I understand why Yang chooses to immediately go back to Qrow. I do, she wants to see Ruby. And she hates her mother. But Weiss also expresses some doubts, a lot of Raven’s words struck home for Weiss. I’m sure a parental figure telling their daughter to “question everything” struck home for the disowned heiress. Her physically and emotionally abusive father was all about never questioning anything he said.
I think Yang chose wrong. I think that learning what she knows and then comparing it against what she could eventually find out from Qrow would’ve been the smarter option. But the smart play has never been Yang. It’s the same kind of thinking that Adam took advantage of when he took her right arm.
Raven is clearly disappointed.
Raven gives Yang one final warning. They may not be allies next they meet. Yang says she wasn’t that nice this time anyway. And she and Weiss ride off into the portal together.

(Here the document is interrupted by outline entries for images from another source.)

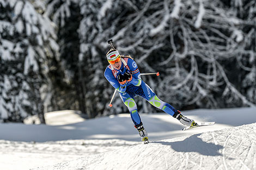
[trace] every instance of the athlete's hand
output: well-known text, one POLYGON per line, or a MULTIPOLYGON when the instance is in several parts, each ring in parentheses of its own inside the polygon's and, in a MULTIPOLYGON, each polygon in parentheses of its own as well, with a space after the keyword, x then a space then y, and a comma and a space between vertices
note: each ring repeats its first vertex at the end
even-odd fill
POLYGON ((118 82, 121 85, 121 87, 125 86, 126 84, 126 79, 124 75, 123 74, 119 74, 117 75, 117 79, 118 82))
POLYGON ((132 80, 132 75, 130 73, 125 72, 124 76, 127 82, 130 82, 132 80))

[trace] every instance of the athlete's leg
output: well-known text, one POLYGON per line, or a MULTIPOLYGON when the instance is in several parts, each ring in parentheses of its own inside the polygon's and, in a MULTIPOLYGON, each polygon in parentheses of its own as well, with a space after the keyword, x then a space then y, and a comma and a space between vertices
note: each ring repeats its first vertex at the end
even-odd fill
POLYGON ((132 122, 133 122, 135 128, 139 131, 142 141, 148 141, 148 133, 145 129, 144 129, 141 117, 138 113, 137 105, 133 98, 127 92, 119 93, 119 95, 123 100, 123 102, 124 102, 129 110, 131 118, 132 118, 132 122))
POLYGON ((183 124, 187 126, 193 125, 194 123, 194 120, 184 116, 179 110, 176 110, 170 104, 160 100, 150 87, 145 83, 142 81, 141 85, 144 93, 147 93, 143 97, 151 104, 163 110, 173 117, 177 118, 183 124), (147 94, 148 94, 148 95, 147 95, 147 94))
POLYGON ((123 102, 128 108, 131 118, 136 127, 142 125, 141 117, 138 113, 137 105, 134 99, 127 92, 119 93, 120 97, 123 100, 123 102))

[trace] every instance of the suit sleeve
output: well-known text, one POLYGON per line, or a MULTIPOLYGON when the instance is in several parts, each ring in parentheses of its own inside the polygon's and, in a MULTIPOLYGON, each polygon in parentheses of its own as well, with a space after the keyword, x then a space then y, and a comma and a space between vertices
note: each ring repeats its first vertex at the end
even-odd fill
POLYGON ((119 83, 115 78, 114 75, 113 75, 112 71, 109 68, 106 68, 105 72, 104 72, 104 76, 106 79, 109 82, 110 84, 112 85, 115 89, 119 92, 124 92, 126 90, 126 86, 124 88, 121 88, 119 83))
POLYGON ((133 78, 131 82, 132 84, 136 86, 139 86, 141 84, 142 79, 141 78, 141 72, 136 62, 133 60, 128 59, 127 65, 132 72, 133 78))

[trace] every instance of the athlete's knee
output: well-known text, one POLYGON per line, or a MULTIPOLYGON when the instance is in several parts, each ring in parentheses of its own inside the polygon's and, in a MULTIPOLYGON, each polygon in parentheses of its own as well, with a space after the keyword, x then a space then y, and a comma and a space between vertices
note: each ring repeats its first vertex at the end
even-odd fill
POLYGON ((137 105, 134 99, 132 98, 129 98, 124 101, 125 105, 128 108, 129 111, 137 110, 137 105))
POLYGON ((154 95, 148 101, 153 106, 160 109, 162 109, 166 103, 160 100, 156 95, 154 95))

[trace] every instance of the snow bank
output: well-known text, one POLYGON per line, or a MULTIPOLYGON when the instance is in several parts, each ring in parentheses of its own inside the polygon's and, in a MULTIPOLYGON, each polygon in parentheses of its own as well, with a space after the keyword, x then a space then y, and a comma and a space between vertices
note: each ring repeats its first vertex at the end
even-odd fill
POLYGON ((256 123, 139 144, 36 170, 255 169, 256 123))

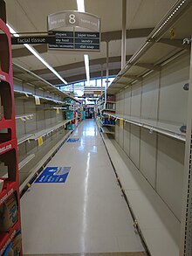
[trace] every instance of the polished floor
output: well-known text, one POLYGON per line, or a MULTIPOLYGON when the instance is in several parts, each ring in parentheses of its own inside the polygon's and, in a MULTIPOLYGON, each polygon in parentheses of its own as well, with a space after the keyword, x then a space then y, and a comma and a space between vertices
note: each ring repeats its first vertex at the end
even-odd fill
POLYGON ((48 164, 71 167, 65 183, 33 183, 22 197, 24 253, 143 252, 94 121, 71 137, 80 141, 65 143, 48 164))

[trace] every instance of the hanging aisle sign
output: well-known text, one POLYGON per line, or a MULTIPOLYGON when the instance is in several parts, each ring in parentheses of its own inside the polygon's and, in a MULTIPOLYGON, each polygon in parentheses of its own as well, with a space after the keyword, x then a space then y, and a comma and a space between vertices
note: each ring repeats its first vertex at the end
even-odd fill
POLYGON ((97 16, 74 10, 62 11, 49 15, 47 24, 49 33, 55 35, 55 42, 48 45, 49 49, 100 49, 100 19, 97 16), (71 31, 65 31, 66 28, 71 31), (86 31, 79 31, 79 28, 86 31))
POLYGON ((55 31, 61 27, 81 27, 99 32, 100 19, 95 15, 77 10, 50 14, 48 16, 48 31, 55 31))

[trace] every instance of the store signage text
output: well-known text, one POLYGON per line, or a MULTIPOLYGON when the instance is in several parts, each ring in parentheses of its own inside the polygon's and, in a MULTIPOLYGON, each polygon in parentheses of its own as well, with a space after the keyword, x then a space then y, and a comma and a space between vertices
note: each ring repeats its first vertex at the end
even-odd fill
POLYGON ((61 27, 81 27, 99 32, 100 19, 95 15, 75 10, 61 11, 48 15, 48 31, 61 27))
POLYGON ((0 154, 3 153, 4 151, 7 151, 7 150, 10 149, 11 148, 12 148, 11 144, 9 144, 9 145, 7 145, 5 147, 1 148, 0 149, 0 154))
POLYGON ((6 243, 4 244, 3 248, 1 249, 0 255, 3 255, 3 252, 5 251, 5 249, 7 248, 7 246, 9 246, 9 244, 10 243, 12 239, 15 237, 15 235, 16 235, 16 230, 14 230, 14 232, 11 233, 10 237, 7 239, 6 243))
POLYGON ((49 44, 49 49, 99 50, 100 35, 98 32, 51 31, 55 43, 49 44))
POLYGON ((19 37, 11 38, 12 45, 23 45, 23 44, 54 44, 55 37, 53 36, 37 36, 37 37, 19 37))
POLYGON ((8 191, 1 199, 0 199, 0 205, 6 201, 6 199, 13 193, 13 189, 8 191))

Raven morosely agrees with her daughter. Cinder and Watts will show up at her camp soon. Raven and Vernal have a hard path in front of them.
Teams That Cry Together Stay Together
Lie Ren (voiced by Neath Oum), Nora Valkyrie (voiced by Samantha Ireland), and Ruby are cooking dinner. Ren offers Ruby some unwanted notes on her cooking and she does not appreciate it. Salty Ruby is best Ruby.
Qrow calls from the foyer to say he’s back, and that Ruby should really come out to meet him.
This scene was great. It was short, punches you right in the feels, and it is earned. This scene did not impact me deeply as the reunion between Yang and Weiss. But I think I may be in the minority on that one. I think it may be down to the music being so much more powerful in “Lighting the Fire” than it is here.
So anyway, after Ruby drops the tea set, she is extremely hesitant to run into Yang’s arms. She feels guilty that she didn’t stay and try harder to get Yang to engage with her. She wasn’t sure that Yang wanted her around. Yang is an awesome sister but she understands that post-arm loss she wasn’t the easiest to be around. Yang erases any doubt: “I love you.”
Weiss is standing back, watching this reunion and even she can’t not cry.
Once Weiss jumps into the arms of her best girls, all is right with the world. At least in this moment, they are unbreakable.